Import phase: R3load imports the converted export files into the new Unicode system. This is the primary downtime phase — the source system should be locked during import to prevent users from making changes that will not be in the Unicode system.
Post-import steps: apply Support Packages to reach the target patch level (if the Unicode conversion is combined with a system update), run post-conversion programmes (UCCHECK_SPOOLS, post-conversion reports), validate data integrity.
The total downtime window depends on data volume and hardware. For a typical mid-size ECC system (2-5 TB), expect 8-24 hours of technical downtime. Very large systems can take longer. Run the conversion in a sandbox first to get a realistic timing estimate before committing to a production window.
Data Volume Impact
Unicode stores characters in UTF-16, which is two bytes per character for Basic Multilingual Plane characters (which covers virtually all characters used in business applications). A non-Unicode system using a single-byte code page stores those same characters in one byte. This means the Unicode conversion approximately doubles the storage size of pure text fields.

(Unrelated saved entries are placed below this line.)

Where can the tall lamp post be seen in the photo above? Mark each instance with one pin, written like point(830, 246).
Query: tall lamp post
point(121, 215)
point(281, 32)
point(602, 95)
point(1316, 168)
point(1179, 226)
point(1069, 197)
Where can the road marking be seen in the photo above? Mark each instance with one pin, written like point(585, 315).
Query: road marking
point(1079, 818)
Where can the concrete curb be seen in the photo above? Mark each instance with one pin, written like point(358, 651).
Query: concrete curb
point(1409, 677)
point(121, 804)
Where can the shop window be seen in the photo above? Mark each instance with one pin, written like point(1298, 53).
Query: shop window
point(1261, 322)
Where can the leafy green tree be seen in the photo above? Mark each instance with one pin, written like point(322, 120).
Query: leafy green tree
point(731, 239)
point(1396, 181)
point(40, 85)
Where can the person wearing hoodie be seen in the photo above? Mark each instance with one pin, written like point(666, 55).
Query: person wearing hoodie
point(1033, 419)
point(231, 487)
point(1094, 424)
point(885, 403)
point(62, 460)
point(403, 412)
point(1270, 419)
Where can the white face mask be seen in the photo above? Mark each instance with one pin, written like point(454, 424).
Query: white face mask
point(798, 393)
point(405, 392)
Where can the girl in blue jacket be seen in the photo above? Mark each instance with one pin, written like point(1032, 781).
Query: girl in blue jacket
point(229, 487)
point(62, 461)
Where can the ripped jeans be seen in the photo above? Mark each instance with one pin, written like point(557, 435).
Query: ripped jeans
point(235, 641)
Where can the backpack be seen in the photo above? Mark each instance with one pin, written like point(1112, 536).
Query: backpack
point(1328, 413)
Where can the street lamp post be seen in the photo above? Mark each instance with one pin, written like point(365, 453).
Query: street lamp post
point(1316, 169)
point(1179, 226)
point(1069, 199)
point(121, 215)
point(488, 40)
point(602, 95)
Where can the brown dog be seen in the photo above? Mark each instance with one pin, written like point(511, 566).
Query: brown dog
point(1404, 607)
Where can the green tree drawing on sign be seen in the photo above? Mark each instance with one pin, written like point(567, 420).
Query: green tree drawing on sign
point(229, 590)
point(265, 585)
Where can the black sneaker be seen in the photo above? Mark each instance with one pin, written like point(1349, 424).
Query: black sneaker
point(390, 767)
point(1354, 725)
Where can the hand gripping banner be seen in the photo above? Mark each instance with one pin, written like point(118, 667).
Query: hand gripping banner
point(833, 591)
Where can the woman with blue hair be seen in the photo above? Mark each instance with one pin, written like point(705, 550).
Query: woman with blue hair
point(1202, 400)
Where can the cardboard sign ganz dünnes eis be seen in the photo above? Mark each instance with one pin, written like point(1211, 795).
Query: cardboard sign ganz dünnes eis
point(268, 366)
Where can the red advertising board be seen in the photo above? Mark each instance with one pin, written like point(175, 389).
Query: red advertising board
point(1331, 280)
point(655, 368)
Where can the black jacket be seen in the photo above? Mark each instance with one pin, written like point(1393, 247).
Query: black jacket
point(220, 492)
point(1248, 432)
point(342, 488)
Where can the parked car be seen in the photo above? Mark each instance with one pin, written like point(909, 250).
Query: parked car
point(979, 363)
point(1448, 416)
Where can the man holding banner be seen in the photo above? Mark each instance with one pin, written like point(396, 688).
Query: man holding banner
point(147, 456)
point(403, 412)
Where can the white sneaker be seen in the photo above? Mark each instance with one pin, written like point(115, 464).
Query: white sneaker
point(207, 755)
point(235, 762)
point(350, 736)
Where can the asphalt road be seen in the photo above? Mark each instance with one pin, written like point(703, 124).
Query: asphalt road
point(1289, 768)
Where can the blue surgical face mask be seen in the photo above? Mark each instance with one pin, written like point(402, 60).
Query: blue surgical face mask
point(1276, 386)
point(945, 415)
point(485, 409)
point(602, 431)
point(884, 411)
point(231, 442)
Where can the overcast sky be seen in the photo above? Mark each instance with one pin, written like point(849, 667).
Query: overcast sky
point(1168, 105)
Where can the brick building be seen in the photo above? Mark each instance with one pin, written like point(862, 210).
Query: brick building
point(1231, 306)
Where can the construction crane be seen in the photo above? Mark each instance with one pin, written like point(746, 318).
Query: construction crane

In practice, SAP tables contain a mix of character data and numeric/binary data. The overall database size increase from Unicode conversion is typically 20-40% rather than the theoretical maximum doubling. Run the SAP sizing tool or consult SAP's sizing guides for your specific system to get a realistic estimate.
This storage increase has implications for the target system sizing, backup window duration, and — on HANA — memory requirements. Do not assume the Unicode system will have the same storage footprint as the non-Unicode source.
Testing Requirements
Unicode conversion testing has three layers.
Technical validation: verify that the converted system starts, the post-conversion programmes complete without errors, and row counts in critical tables match between source and target (with appropriate adjustments for archiving).
Data integrity validation: spot-check character data in key tables. Documents, material descriptions, customer names, and address fields are the first places to look for encoding corruption. Pay particular attention to special characters in your primary language and any multilingual content.
Business process validation: run end-to-end business processes in the Unicode system before go-live. Payroll, FI posting, outbound IDoc processing, and any print-intensive processes are the highest priority. Character encoding problems in output forms are often discovered only when actual output is reviewed.
What Goes Wrong
The most common failure is insufficient pre-conversion UCCHECK remediation. Teams that begin the conversion before completing critical finding remediation discover runtime errors in custom programs after go-live. The fix after go-live is an emergency correction transport under pressure — avoidable with adequate preparation time.
The second failure is timing underestimation. Unicode conversion downtime windows almost always run longer than estimated in sandbox, because sandbox systems have smaller data volumes and faster hardware than production. Build a realistic conversion timeline from a production-representative dataset, not from sandbox tests on a subset.
The third failure is inadequate post-conversion validation. The system starts and basic transactions work, so the go-live proceeds. Two weeks later, month-end close discovers that a custom FI report is producing garbled output for special characters in document texts. Extended validation of data-intensive and output-intensive processes before go-live would have caught this.
> Editorial note: Unicode conversion tooling and procedures have evolved across SAP releases. The R3load-based approach described here applies to ABAP stack systems. Java stack (AS Java) has a different conversion path. Verify the current procedure against SAP Note 552464 and the SWPM documentation for your specific release.